すべてが見えない、わからない中での不安な毎日です。そこにきて油が無いとなります。ガソリンスタンドにもありません。電気は来ましたが水道水は出ない。車で指定の給水場まで行くガソリンが惜しいとなります。そしていつも頭のどこかには、もしも避難するとなれば「ガソリン」がという意識がこびりついて離れません。いつまでに復旧できるのか。その説明もない中では尚の事です。

 今なら脱出できる。そこで、「いわき市」では3割以上の市民(10万人)が出て行きました。私の友人も、自分は厚木へ、妻と子供は妻の実家九州へ。「見えない。知らない。判断ができない」という不安が市民を走らせました。「風評に惑わされるな」と叫んでも、押しとどめることのできない状況に来ているということを痛感します。

原発炉は、今のところは落ち着いているとの報道です。なんとか、これ以上の異常が出ないことを願います。

それにしても不思議に思うものがあります。毛布など外国からの援助物資が大量に到着していると報じられました。しかしニュースの画面を通して目にするのは国内の物です。横文字やハングル文字のダンボールは見当たりません。

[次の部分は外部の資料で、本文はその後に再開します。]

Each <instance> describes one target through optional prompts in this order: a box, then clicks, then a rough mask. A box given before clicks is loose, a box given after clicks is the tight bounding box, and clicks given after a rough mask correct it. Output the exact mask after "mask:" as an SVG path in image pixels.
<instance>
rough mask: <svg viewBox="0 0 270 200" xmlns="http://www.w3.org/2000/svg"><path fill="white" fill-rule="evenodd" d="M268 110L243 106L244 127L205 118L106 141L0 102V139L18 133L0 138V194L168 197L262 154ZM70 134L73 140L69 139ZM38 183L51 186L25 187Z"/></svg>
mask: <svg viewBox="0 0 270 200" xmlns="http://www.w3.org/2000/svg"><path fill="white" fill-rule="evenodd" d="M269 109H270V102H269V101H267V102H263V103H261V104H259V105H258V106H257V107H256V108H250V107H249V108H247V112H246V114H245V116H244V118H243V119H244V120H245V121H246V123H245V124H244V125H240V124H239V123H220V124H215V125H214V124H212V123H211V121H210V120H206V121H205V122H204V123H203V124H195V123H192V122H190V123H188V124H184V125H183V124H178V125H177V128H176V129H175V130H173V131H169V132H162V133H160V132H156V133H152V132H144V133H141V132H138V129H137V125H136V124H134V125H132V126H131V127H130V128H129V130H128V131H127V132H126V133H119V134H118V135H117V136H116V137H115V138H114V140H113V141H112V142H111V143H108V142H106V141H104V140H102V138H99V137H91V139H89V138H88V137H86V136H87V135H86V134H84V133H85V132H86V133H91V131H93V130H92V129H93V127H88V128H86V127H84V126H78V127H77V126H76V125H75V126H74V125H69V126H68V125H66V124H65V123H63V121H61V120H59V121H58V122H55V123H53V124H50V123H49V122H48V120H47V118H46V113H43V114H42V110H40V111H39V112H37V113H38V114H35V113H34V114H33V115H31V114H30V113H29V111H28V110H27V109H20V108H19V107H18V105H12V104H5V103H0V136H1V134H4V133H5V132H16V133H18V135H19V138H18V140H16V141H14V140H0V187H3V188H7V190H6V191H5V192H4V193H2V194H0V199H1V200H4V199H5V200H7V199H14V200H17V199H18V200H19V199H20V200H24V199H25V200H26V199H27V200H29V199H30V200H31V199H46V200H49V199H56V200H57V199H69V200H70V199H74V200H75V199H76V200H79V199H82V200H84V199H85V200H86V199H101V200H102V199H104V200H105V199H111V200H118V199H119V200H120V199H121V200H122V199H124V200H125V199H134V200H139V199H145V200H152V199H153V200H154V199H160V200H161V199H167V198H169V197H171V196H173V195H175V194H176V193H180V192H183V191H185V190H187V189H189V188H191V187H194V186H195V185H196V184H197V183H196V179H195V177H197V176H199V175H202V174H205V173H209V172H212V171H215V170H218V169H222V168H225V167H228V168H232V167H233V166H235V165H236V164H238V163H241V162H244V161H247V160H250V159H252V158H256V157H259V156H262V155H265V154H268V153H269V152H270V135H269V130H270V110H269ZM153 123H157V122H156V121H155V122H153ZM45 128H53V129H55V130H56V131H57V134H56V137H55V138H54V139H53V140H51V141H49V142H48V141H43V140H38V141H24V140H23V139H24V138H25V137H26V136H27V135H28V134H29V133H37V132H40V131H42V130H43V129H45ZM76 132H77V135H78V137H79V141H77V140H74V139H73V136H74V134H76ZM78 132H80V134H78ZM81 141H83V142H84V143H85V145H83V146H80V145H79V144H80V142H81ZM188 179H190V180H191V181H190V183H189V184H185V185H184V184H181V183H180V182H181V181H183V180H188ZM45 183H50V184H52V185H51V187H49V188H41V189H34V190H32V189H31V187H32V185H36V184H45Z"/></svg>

あればそのことをマスコミは意識的に報道するはずです。

またフランス製の「コンクリート挿入機」(50数メートル高さから)の活用が報道されました。ピンポイント遠隔操作ということで関心を持ちました。しかし今になっても現地に到着していません。つまり混乱しているとはいえ、統一的な指令と情報が不在と言うことを痛感します。

新聞、あるいは野党が、政府の危機管理・統一的司令塔の欠如を批判します。それはあたっていると思います。だがそれだけでは解決しません。この期にあたって政府・与野党が一体となって、「全的提案、参加型」の政治を望みますが実現は望み薄です。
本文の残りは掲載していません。